American Poetry to WWI with Professor McAleavey

A course to consider for Fall 2015!

Walt Whitman
(Library of Congress)


ENGLISH 3620.10   FALL 2015                  American Poetry to WW I
TR 4:45-6:00                        CRN: TBA                  Room: TBA
David McAleavey     Rome 655      202-994-6515           Office Hours: TBA
This course satisfies the CCAS Oral Communication G-PAC requirement.
(Syllabus still subject to change.)
General Description:
This is the first half of a broad survey of American poetry from its beginnings to the present.
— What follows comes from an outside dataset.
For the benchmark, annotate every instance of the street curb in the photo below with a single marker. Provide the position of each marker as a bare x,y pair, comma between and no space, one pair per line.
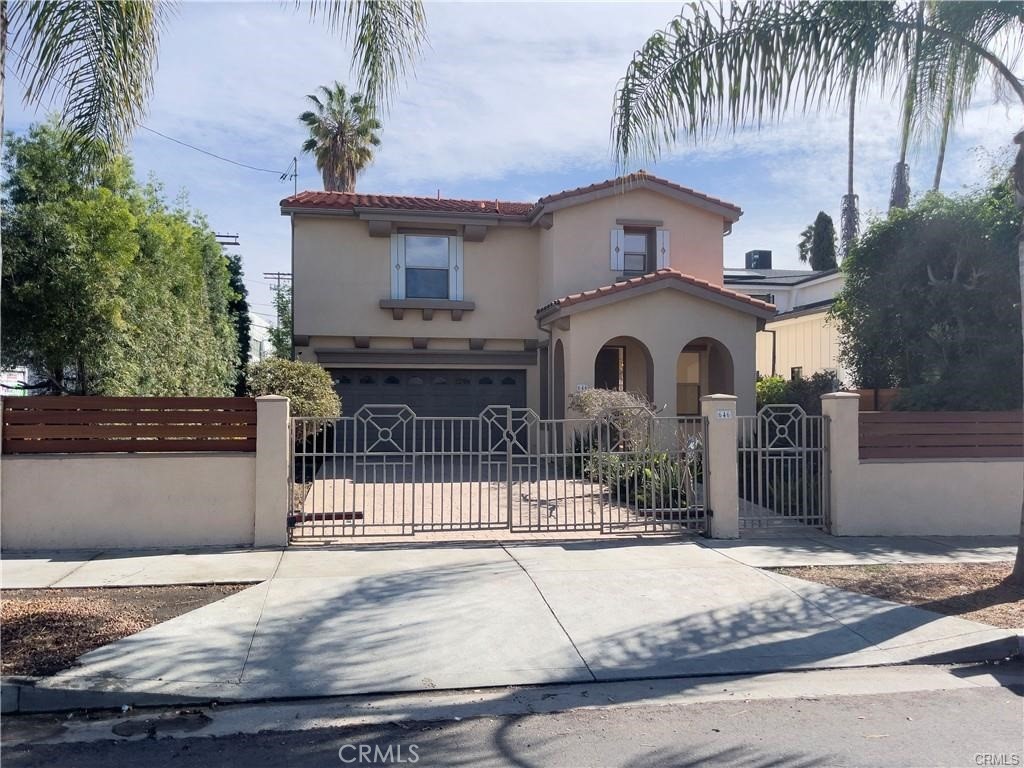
24,695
In 3620, we will read from the 17th century up into the very early 20th century. (In 3621, offered in Spring 2016, we will continue forward chronologically, ending with vital living poets.) The two most important poets we’ll be examining in 3620 are Emily Dickinson and Walt Whitman, both of whom did crucial work from mid-century through the Civil War and in the decades after. However, we will start with earlier poets whose work has continuing artistic appeal and historical relevance, Anne Bradstreet (17thcentury) and Phillis Wheatley (18th century) among them. From the earlier part of the 19th-century, we will consider William Cullen Bryant, Edgar Allan Poe, Ralph Waldo Emerson, Henry Wadsworth Longfellow, and John Greenleaf Whittier; later poets we will read include Emma Lazarus, E. A. Robinson, and Paul Lawrence Dunbar.
Requirements:
Because this course is designed to address the CCAS oral communication requirement, students will be expected to deliver multiple brief informative presentations about specific poems throughout the semester. These presentations will be graded in terms of their effectiveness. There will be a midterm and a final (formats to be determined), as well as a documented persuasive paper (8-10 pp., prior to Thanksgiving).